I read the Harvard Business Review frequently and find that the quality of writing and insight it provides is excellent. This month's (September 2007) edition is no exception as it features a timely data breach case study written by Eric McNulty titled "Boss, I think Someone Stole Out Customer Data."
The format of the HBR case studies are well framed because they ultimately ask you, the reader, to conclude what you would do in the situation and provide many -- often diametrically opposed -- opinions from industry experts.
This month's commentators were Bill Boni (CISO, Motorola,) James E. Lee (SVP ChoicePoint,) John Coghlan (former President & CEO of Visa,) and Jay Foley (Executive Director of the Identity Theft Resource Center)
The fictitious company profiled is Flayton Electronics, a regional electronics chain with 32 stores across six states. The premise of the fictitious data breach focuses on the manner in which Flayton Electronics decides what to do, how to interact with LEO, and how/if to communicate the alleged data breach consisting of potentially thousands of their customer's credit cards.
What I liked about the article are the classic quote gems that highlight the absolute temporal absurdity of PCI compliance and the false sense of security it provides to the management of companies -- especially in response to a breach.
You know, "We're compliant, thus we're secure, ergo we're at less risk."
Now, I'm not suggesting that compliance initiatives don't make things "better," in some sense, but they don't necessarily make a company more "secure." I think the case study demonstrates that well enough and the readership of this blog certainly doesn't need to be convinced.
So, why write about it then? The quote snippets below illustrate reality -- sometimes hysterically. You'll have to read the entire story to gain true context and to appreciate the angst this sort of thing brings, but I chuckled a couple of times when reading these quotes:
“What’s our potential exposure?” Brett inquired matter-of-factly.
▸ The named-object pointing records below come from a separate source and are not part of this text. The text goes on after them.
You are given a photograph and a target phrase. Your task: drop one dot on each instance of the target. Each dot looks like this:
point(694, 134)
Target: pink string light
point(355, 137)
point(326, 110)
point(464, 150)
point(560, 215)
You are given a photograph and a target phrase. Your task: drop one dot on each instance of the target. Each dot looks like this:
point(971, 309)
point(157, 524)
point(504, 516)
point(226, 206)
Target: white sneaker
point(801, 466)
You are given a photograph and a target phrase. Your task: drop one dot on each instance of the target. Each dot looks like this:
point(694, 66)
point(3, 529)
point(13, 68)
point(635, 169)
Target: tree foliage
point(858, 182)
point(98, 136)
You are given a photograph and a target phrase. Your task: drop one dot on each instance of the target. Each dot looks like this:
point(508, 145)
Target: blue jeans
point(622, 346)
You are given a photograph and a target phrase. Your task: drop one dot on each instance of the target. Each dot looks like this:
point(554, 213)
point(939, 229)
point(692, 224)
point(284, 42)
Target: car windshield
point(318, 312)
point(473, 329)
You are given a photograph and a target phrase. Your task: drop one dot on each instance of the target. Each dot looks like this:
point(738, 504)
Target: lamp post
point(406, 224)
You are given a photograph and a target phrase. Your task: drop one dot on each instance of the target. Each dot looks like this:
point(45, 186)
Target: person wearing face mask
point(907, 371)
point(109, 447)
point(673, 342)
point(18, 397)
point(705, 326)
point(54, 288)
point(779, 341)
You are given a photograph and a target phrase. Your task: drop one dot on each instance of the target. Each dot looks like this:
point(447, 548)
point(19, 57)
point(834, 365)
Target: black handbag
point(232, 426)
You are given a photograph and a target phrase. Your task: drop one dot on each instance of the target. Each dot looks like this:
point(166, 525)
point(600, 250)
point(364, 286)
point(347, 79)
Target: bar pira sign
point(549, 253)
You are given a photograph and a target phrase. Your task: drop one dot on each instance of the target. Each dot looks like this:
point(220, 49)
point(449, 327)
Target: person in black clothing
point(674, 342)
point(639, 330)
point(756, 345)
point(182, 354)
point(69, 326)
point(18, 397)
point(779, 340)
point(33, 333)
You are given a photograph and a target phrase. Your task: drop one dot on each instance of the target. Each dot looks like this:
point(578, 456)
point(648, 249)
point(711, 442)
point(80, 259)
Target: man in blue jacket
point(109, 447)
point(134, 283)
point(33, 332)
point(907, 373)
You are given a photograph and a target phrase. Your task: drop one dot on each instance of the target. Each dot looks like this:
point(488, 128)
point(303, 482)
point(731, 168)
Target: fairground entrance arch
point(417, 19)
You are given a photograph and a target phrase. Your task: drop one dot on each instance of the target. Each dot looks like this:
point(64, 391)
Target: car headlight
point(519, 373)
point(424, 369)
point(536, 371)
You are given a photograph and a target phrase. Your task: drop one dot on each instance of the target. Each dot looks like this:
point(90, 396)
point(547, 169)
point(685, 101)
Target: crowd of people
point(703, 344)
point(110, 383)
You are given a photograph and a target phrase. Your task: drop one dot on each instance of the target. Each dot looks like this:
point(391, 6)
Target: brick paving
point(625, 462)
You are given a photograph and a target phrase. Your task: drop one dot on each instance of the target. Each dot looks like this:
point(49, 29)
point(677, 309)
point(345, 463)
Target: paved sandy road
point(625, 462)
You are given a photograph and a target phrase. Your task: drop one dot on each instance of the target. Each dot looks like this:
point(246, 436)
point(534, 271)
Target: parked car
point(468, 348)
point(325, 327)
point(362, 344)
Quietly he wondered whether the firm’s PCI compliance would provide sufficient protection.
“Why do we have to notify customers at all?” Brett asked, genuinely puzzled. “Haven’t the banks already informed them that their accounts have been compromised?”
“What about some kind of coincidence?” Brett was grasping at straws. “Perhaps 1,500 of our customers just had the same bad luck?”
“We’re still trying to determine what happened,” the CIO offered meekly.
“But we are sure that our PCI systems were working, right?” Brett pushed.
“Becoming PCI compliant is complicated,” Sergei hedged, “especially when you’re constantly improving your own technology.” He ran through a laundry list of the complexities of recent improvements. At any given moment, Sergei had three or four high-priority tech projects in various stages of implementation. It was a constant juggling act.
Brett, in a rare display of anger, pounded his fist on Sergei’s desk. “Are you saying, Sergei, that we’re not actually PCI compliant?”
Sergei stiffened. “We meet about 75% or so of the PCI requirements. That’s better than average for retailers of our size.” The response was defensive but honest.
“How have we been able to get away with that?” Brett growled. He knew that PCI compliance, which was mandated by all the major credit card companies, required regular scans by an outside auditor to ensure that a company’s systems were working—with stiff penalties for failure.
“They don’t scan us every day,” Sergei demurred. “Compliance really is up to us, to me, in the end.”
Sergei reported finding a hole—a disabled firewall that was supposed to be part of the wireless inventory-control system, which used real-time data from each transaction to trigger replenishment from the distribution center and automate reorders from suppliers.
“How did the firewall get down in the first place?” Laurie snapped.
“Impossible to say,” said Sergei resolutely. “It could have been deliberate or accidental. The system is relatively new, so we’ve had things turned off and on at various times as we’ve worked out the bugs. It was crashing a lot for a while. Firewalls can often be problematic.”
Sounds like a typical Monday morning staff meeting to me...I think you could be a fly in the wall in many mid-size (or large, for that matter) companies and hear this same set of quotes -- regardless of how many millions of dollars the company may have spent on compliance initiatives. It is indeed sad to see how many of these folks don't realize that "compliance" is merely the floor, not the ceiling. <sigh>
If you pay close attention to the dynamics of the management team within the story, you'll bear witness to all seven distinct stages of the data breach grieving process:
Shock or Disbelief
Denial
Bargaining
Guilt
Anger
Depression
Acceptance and Hope
I'm not really aiming for a punchline here, but I will suggest that you read the entire story to appreciate the tale in the grandest of its context. The commentary from the industry experts is also very interesting...
/Hoff
P.S. I think it's very cool the HBR allows you to access these stories without paying or registering and allows one to use up to 500 words on blogs and the like for the non-commercial purpose of summarizing the story. Nice policy.